Berlin (epd). Amnesty International beklagt auf dem amerikanischen Kontinent die Abschottung gegen Flüchtlinge, die Unterdrückung von Protesten, Straflosigkeit, Umweltzerstörung und Gewalt gegen Frauen. "In völliger Missachtung ihrer Verpflichtungen nach nationalem und internationalem Recht gingen die Regierungen in allen Teilen des amerikanischen Kontinents unerbittlich sowohl gegen die Versammlungsfreiheit als auch gegen das Recht auf Asyl vor", erklärte die Menschenrechtsorganisation in einem am Donnerstag veröffentlichten Bericht über 2019.
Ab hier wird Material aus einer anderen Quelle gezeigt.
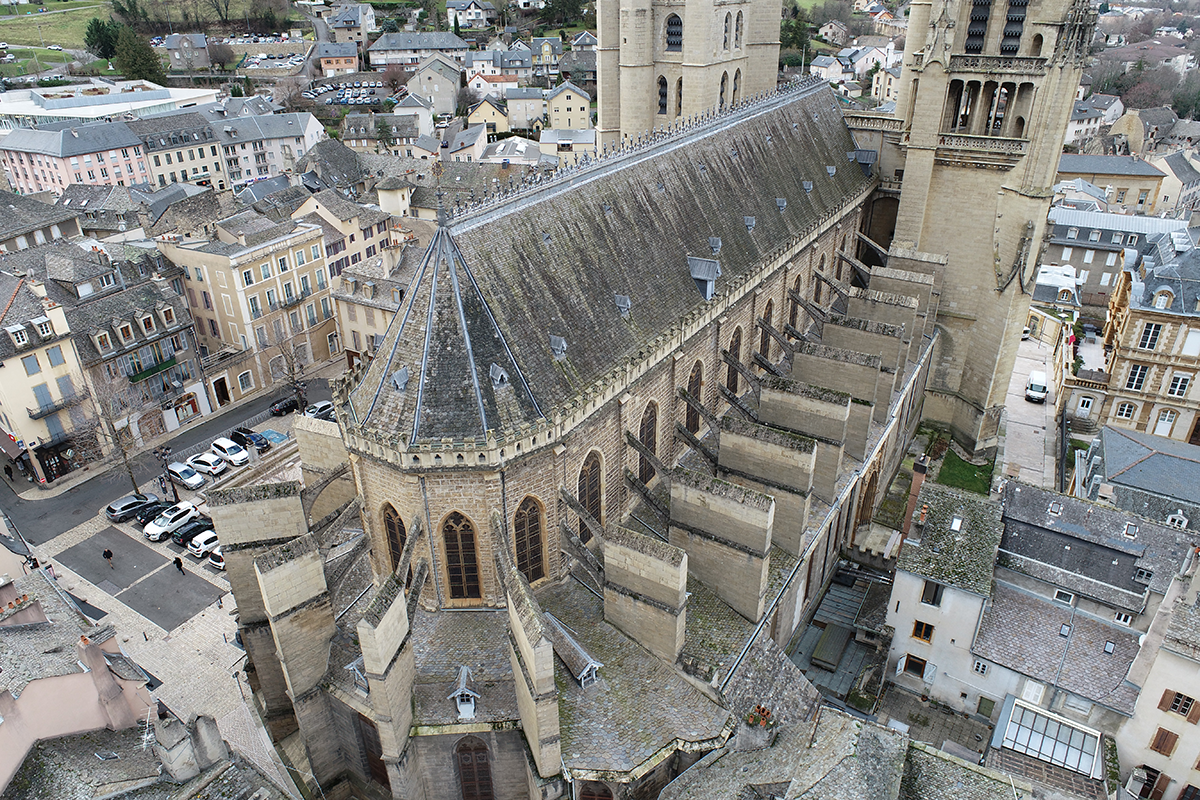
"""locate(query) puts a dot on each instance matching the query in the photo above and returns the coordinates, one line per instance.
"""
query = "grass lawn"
(25, 64)
(961, 475)
(65, 29)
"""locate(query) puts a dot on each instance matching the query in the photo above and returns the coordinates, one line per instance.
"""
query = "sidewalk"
(331, 368)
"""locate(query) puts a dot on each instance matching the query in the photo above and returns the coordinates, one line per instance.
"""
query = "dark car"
(151, 512)
(191, 530)
(283, 407)
(247, 439)
(129, 506)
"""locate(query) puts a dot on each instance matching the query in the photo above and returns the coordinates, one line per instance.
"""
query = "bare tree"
(118, 405)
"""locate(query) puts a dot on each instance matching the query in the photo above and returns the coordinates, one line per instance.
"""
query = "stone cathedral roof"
(514, 312)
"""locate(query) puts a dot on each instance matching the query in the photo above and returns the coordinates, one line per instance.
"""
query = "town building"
(469, 13)
(652, 76)
(1181, 184)
(414, 48)
(352, 23)
(1151, 349)
(259, 295)
(337, 58)
(95, 100)
(25, 222)
(569, 108)
(187, 52)
(379, 132)
(1135, 184)
(173, 134)
(59, 154)
(437, 82)
(1144, 474)
(492, 114)
(527, 108)
(1095, 244)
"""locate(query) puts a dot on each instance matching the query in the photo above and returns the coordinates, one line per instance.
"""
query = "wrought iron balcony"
(58, 405)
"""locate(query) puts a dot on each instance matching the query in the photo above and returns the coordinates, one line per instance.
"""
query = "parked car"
(186, 533)
(151, 511)
(203, 545)
(321, 409)
(231, 451)
(171, 519)
(185, 475)
(207, 464)
(129, 506)
(283, 407)
(247, 439)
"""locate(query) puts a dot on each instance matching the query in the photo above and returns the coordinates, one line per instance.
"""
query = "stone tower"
(661, 61)
(985, 96)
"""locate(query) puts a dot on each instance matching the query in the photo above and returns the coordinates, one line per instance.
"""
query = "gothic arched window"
(474, 770)
(589, 492)
(731, 374)
(394, 528)
(675, 34)
(648, 434)
(527, 527)
(461, 563)
(765, 337)
(691, 420)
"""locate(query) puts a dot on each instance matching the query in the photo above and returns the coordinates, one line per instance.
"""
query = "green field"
(65, 29)
(25, 65)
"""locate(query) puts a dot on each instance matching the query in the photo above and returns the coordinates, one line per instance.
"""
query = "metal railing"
(58, 405)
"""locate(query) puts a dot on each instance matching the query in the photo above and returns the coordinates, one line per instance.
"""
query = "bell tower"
(985, 97)
(659, 61)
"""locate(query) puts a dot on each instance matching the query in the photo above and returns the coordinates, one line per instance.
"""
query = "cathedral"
(627, 417)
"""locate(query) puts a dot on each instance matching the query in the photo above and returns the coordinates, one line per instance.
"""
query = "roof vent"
(400, 379)
(624, 305)
(705, 272)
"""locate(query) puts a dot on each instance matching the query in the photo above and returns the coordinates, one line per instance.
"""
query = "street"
(42, 519)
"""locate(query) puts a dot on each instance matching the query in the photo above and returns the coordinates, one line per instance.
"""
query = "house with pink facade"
(57, 155)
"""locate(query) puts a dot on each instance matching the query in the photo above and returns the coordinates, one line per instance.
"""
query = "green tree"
(100, 38)
(136, 59)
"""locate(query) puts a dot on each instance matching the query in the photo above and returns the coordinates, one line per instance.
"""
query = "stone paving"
(1030, 432)
(933, 725)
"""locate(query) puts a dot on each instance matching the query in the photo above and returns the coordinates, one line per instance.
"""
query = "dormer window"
(45, 329)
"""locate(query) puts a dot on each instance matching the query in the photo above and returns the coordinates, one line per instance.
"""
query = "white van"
(1036, 388)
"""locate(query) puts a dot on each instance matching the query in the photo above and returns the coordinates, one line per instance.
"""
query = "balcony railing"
(162, 366)
(58, 405)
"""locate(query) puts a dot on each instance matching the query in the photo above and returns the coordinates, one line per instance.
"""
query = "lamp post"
(163, 455)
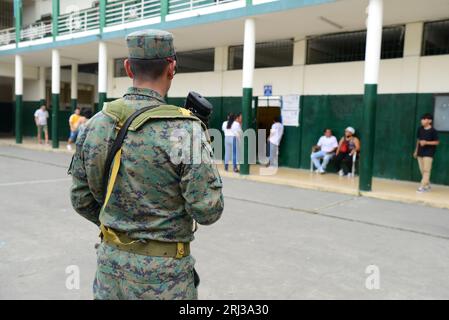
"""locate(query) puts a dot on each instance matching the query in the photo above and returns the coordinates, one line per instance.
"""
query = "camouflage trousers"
(124, 275)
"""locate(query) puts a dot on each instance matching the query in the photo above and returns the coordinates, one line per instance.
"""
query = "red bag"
(344, 147)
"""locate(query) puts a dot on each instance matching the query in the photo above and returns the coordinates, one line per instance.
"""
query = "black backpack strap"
(116, 146)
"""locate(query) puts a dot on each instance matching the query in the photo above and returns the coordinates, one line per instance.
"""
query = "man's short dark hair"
(427, 116)
(148, 70)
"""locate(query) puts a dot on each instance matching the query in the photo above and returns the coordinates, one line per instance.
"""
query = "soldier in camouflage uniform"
(154, 201)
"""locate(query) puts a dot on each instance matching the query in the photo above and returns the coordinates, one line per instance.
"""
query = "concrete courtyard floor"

Insgesamt starben den Angaben zufolge im vergangenen Jahr bei Protesten auf dem amerikanischen Kontinent mindestens 210 Menschen: 83 in Haiti, 47 in Venezuela, 35 in Bolivien, 31 in Chile, acht in Ecuador und sechs in Honduras. Das repressive Vorgehen der Regierungen gegen Protestierende und Flüchtlinge habe auch international für Aufsehen gesorgt. Dennoch hätten sich viele Menschen nicht abschrecken lassen, für ihre und die Rechte anderer einzutreten, sagte Katharina Masoud von der deutschen Amnesty-Sektion.
Repression der Regierung in Venezuela besonders brutal
Häufig von jungen Menschen angeführte Protestbewegungen seien besonders in Venezuela, Honduras, Puerto Rico, Ecuador, Bolivien, Haiti, Chile und Kolumbien laut geworden. Sie hätten eine Rechenschaftspflicht der Regierenden und die Achtung der Menschenrechte gefordert. Doch die Behörden hätten mit repressiven und zunehmend militärischen Taktiken reagiert, statt auf die Anliegen der Protestierenden einzugehen, kritisierte Amnesty.
In Venezuela sei die Repression der Regierung von Nicolás Maduro gegen Protestierende besonders brutal gewesen. Die Übergriffe der Sicherheitskräfte wie außergerichtliche Hinrichtungen, willkürliche Festnahmen und exzessive Gewalt könnten möglicherweise als Verbrechen gegen die Menschlichkeit eingestuft werden.
Gefährlichste Region auf der Welt
Lateinamerika war laut Amnesty für Menschenrechtsverteidiger einmal mehr die gefährlichste Region auf der Welt. Wer sich für Land- und Umweltrechte eingesetzt habe, sei besonders gefährdet gewesen, drangsaliert, vertrieben, kriminalisiert oder gezielt getötet zu werden. Kolumbien erzielte den traurigen Rekord mit mindestens 106 getöteten Menschenrechtlern, zumeist indigene, afro-kolumbianische und kleinbäuerliche Aktivisten.
Mit mindestens zehn ermordeten Journalisten im Jahr 2019 gehörte Mexiko weltweit zu den gefährlichsten Ländern für Medienschaffende, wie Amnesty betonte. Waffengewalt betrachtet die Organisation als eines der größten Menschenrechtsprobleme in den USA. Die Gesetze reichten nicht für eine wirksame Kontrolle von Schusswaffen. Auch in Brasilien habe Präsident Jair Bolsonaro das Waffengesetz gelockert.
Amnesty warf Peru, Ecuador und Chile eine restriktive Haltung gegenüber Flüchtlingen aus Venezuela vor, deren Zahl auf die beispiellose Höhe von fast 4,8 Millionen gestiegen sei. Unterdessen missbrauche die US-Regierung das Justizsystem, um Menschenrechtsverteidiger zu schikanieren und minderjährige Flüchtlinge festzunehmen. Zehntausende Flüchtlinge müssten unter gefährlichen Bedingungen in Mexiko ausharren. Die mexikanische Regierung wiederum habe Mittelamerikaner auf dem Weg zur US-Grenze mit Militär gestoppt. Die USA setzten zudem Länder wie Guatemala, El Salvador und Honduras unter Druck, das Recht auf Asyl zu verletzen.